Notes en chemin (79)
Les murs des migrants. - Les murs de la Casona de Andrin, qui ont des oreilles et une bouche, me racontent ce matin l'histoire qu'ils ont entendue hier soir. Je profite d'en écrire un peu, faute de pouvoir sortir vu l'humeur de massacre, ces jours, du Nuberu. Les Asturiens, qui ont un peu de mémoire celte, n'en veulent pas autrement au Nuberu, maître des nuées, pour le temps qu'il leur fait ces jours, telle étant la saison guère plus propice aux Xanes, enjôleuses fées de bords de rivières (les Asturiens sont étymologiquement Gens de Rivières), et le Trasgu, équivalent mythologique de nos servants, ne peut rien non plus contre la fatalité pluvieuse. Demandez-lui d'ailleurs de la conjurer: vous ne l'aurez plus dans vos meubles, car le Trasgu va se cacher dès lors qu'on lui demande l'impossible.
Resterait la technologie de pointe. J'en ai parlé aux proprios de la Casona de Andrin, dont chaque chambre est pourvue d'une douche réglable par système électronique haut de gamme distribuant la pluie fine, le crachin, l'arrosage latéral style buse ou le jet tournoyant. Reste à inventer le réglage des célestes pompes...
Don Ramon de La Fuente n'a pas cette prétention. En homme d'expérience, il se sera contenté, sa vie durant, de travailler, beaucoup, et de diriger, dans les pays où il a migré avec sa moitié, des chantiers de plus en plus importants. Issu de terre et de tribu pauvres, il était ouvrier spécialisé quand il a débarqué, avant sa trentaine, dans cette Suisse des années 60 qu'on appelait alors de la "surchauffe". Marié dix ans plus tard, et bientôt père de deux secundi, il acquit assez de savoir pour endosser de croissantes responsabilités, notamment sur les autoroutes en construction, au titre équivalent d'ingénieur diplômé "sur le tas". Vingt ans plus tard on le retrouvait au Venezuela avec les siens, propulsé à la hauteur des tours futuristes dont il dirigeait les travaux. Puis ce fut avec les Catalans de la Costa Brava qu'il tâcha de s'entendre, lui l'Asturien pur et dur engagé dans les nouvelles constructions de Palafrugell, avant de regagner la terre mère et de s'y établir, entre océan et pics farouches, pour fonder cette Casona de Andrin aux parfaits agencements de maison d'hôtes et dont l'âme irradie dans la pleine complicité de dona de la Fuente muy ejemplar y imprescendible - mi hermana grande...

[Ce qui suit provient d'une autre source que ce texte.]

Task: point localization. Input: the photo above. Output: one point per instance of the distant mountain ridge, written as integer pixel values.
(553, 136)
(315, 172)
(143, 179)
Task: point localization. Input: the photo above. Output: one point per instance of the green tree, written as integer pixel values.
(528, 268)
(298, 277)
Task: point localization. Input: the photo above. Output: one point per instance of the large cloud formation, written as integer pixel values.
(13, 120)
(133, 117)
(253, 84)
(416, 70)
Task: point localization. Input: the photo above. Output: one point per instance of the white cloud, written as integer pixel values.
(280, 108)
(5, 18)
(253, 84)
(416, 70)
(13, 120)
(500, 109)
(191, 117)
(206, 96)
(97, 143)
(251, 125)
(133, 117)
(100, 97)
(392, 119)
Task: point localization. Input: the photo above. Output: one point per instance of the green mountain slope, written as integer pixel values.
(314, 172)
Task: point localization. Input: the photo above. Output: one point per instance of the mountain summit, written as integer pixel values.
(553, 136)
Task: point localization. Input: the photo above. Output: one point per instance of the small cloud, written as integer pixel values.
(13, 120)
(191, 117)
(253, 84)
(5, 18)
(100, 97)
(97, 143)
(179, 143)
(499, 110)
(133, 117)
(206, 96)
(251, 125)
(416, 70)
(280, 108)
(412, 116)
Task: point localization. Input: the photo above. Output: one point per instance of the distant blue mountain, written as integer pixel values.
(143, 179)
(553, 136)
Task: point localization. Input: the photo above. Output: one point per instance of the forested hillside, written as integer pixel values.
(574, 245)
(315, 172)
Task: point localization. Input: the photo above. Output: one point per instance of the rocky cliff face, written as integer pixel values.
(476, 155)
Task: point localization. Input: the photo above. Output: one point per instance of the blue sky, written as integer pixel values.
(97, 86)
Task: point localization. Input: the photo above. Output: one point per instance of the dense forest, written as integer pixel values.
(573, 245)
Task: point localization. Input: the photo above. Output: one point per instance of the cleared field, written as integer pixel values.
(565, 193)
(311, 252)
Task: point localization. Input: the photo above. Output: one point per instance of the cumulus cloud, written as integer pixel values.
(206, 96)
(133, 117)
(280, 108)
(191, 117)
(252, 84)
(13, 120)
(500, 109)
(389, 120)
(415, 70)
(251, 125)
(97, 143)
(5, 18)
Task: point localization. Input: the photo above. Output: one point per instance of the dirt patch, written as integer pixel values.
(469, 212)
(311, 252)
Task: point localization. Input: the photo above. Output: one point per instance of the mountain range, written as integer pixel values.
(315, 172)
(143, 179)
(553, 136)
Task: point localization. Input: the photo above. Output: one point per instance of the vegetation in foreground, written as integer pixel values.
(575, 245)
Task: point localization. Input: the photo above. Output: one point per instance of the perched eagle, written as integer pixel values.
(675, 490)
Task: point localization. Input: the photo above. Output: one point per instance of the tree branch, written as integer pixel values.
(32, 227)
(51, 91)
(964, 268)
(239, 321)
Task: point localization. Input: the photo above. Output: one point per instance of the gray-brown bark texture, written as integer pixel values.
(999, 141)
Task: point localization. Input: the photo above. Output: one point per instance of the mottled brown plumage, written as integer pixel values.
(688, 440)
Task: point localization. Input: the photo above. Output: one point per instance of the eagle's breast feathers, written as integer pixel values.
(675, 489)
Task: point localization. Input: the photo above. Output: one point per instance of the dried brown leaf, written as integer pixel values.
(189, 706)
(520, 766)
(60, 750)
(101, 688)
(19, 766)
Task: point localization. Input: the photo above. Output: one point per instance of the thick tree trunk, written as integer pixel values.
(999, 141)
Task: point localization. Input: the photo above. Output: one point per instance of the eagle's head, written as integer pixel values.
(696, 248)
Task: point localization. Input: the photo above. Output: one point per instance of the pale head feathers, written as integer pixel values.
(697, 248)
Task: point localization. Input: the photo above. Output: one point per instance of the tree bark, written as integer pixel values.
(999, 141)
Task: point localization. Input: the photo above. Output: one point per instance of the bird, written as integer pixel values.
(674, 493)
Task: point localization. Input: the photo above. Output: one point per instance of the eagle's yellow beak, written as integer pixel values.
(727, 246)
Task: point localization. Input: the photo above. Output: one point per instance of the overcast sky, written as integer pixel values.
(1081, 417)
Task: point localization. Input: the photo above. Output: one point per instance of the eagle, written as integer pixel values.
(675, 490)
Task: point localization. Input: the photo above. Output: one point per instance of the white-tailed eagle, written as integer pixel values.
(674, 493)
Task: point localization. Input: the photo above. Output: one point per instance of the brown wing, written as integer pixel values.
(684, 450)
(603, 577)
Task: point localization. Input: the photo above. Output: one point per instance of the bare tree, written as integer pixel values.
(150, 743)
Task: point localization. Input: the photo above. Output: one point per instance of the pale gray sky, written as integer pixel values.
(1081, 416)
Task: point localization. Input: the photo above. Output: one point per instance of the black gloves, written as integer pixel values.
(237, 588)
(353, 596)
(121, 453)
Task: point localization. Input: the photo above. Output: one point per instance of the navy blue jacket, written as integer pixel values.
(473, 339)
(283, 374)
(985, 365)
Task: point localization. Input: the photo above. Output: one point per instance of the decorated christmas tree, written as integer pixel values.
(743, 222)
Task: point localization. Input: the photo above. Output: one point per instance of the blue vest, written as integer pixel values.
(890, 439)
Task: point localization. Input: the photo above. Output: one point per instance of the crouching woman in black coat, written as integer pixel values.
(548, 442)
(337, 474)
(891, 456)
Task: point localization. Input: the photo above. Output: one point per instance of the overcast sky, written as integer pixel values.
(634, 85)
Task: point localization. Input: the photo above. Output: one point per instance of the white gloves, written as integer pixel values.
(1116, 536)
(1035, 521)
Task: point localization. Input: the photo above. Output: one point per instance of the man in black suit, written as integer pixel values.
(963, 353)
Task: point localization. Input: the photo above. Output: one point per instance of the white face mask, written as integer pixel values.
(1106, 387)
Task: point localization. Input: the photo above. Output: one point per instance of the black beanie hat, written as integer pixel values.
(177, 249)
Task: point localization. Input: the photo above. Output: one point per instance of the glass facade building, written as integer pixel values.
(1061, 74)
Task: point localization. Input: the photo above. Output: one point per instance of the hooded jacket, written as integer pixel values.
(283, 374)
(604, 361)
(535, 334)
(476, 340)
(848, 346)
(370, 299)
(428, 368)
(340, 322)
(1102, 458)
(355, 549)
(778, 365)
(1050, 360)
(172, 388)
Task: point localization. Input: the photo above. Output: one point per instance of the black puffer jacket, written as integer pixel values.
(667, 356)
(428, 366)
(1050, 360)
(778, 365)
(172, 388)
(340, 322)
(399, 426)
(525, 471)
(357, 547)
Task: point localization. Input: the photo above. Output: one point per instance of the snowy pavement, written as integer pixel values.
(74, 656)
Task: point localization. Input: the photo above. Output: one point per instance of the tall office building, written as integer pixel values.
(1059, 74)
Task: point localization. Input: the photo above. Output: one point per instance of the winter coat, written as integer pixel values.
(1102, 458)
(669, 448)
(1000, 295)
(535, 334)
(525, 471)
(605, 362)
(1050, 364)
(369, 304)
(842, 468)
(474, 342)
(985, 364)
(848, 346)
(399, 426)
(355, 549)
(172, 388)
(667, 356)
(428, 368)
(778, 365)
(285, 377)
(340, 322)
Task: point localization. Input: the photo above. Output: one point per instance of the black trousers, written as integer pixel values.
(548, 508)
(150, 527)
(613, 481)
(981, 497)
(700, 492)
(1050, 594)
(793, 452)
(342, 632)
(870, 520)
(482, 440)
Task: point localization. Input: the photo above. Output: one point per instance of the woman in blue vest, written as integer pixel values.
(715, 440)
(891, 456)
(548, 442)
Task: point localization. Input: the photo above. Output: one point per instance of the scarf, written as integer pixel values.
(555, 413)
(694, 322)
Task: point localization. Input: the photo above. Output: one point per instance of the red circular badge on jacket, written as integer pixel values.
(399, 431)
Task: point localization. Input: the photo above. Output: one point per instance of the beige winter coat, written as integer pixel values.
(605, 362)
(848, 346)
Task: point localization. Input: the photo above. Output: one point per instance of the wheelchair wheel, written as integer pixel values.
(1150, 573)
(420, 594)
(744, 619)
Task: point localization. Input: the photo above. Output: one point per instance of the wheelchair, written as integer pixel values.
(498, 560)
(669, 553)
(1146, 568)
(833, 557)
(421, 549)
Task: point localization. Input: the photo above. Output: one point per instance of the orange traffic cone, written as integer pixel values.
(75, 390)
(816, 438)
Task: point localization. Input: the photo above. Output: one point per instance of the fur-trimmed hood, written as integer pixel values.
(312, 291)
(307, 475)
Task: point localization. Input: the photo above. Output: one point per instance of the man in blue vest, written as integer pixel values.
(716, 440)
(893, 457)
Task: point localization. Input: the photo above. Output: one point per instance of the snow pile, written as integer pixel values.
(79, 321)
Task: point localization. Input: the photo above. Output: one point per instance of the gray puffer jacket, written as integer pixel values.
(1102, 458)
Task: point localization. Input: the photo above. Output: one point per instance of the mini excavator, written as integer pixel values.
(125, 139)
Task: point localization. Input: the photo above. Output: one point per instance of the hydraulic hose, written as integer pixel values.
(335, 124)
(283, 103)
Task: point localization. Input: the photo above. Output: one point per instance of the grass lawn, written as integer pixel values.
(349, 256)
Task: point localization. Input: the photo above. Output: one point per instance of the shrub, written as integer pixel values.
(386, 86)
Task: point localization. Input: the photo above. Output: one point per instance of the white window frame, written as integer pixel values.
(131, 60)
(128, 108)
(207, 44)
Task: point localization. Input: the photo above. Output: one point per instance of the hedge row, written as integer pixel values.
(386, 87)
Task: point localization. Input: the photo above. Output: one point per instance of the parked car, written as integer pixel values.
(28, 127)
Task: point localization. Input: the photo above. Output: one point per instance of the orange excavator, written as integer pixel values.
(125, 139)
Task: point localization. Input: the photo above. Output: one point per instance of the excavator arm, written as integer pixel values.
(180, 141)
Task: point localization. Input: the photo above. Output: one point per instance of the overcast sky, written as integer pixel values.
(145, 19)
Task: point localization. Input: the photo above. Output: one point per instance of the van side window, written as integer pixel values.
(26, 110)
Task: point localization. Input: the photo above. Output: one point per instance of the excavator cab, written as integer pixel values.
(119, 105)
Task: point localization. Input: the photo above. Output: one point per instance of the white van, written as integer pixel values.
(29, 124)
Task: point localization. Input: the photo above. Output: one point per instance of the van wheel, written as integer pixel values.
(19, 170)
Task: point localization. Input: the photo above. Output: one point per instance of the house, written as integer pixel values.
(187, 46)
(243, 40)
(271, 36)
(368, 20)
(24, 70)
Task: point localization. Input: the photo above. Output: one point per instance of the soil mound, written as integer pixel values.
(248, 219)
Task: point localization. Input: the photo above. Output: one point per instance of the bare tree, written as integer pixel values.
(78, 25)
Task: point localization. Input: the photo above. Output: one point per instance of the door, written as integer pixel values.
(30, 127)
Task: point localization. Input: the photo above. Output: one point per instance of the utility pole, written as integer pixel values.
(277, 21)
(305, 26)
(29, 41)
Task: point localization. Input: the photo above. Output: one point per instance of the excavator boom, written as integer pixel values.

Chambres d'hôtes. - Dans le genre Bed and Breakfast, la Casona de Andrin accueille chaque année des gens de toute sorte, dont les voix murmurent encore de chambre en chambre. Les chambres de la vie communiquent à tout moment, pour la énième fois j'écoute Paco Ibanez moduler sa Triste historia, à l'instant même où j'entrouvre ce livre d'un certain J.L. Rodriguez Garcia, dédicacé à ceux de la Casona comme esta historia triste, intitulé Al final de la noche et dont je ne comprends que deux mots sur trois de la présentation, notant qu'à la fin de cette nuit romanesque, "en la soledad y en la extension amenazadora de la noche, acaso pueda aun brillar una luz, que anuncie el comienzo de un dia hermoso"...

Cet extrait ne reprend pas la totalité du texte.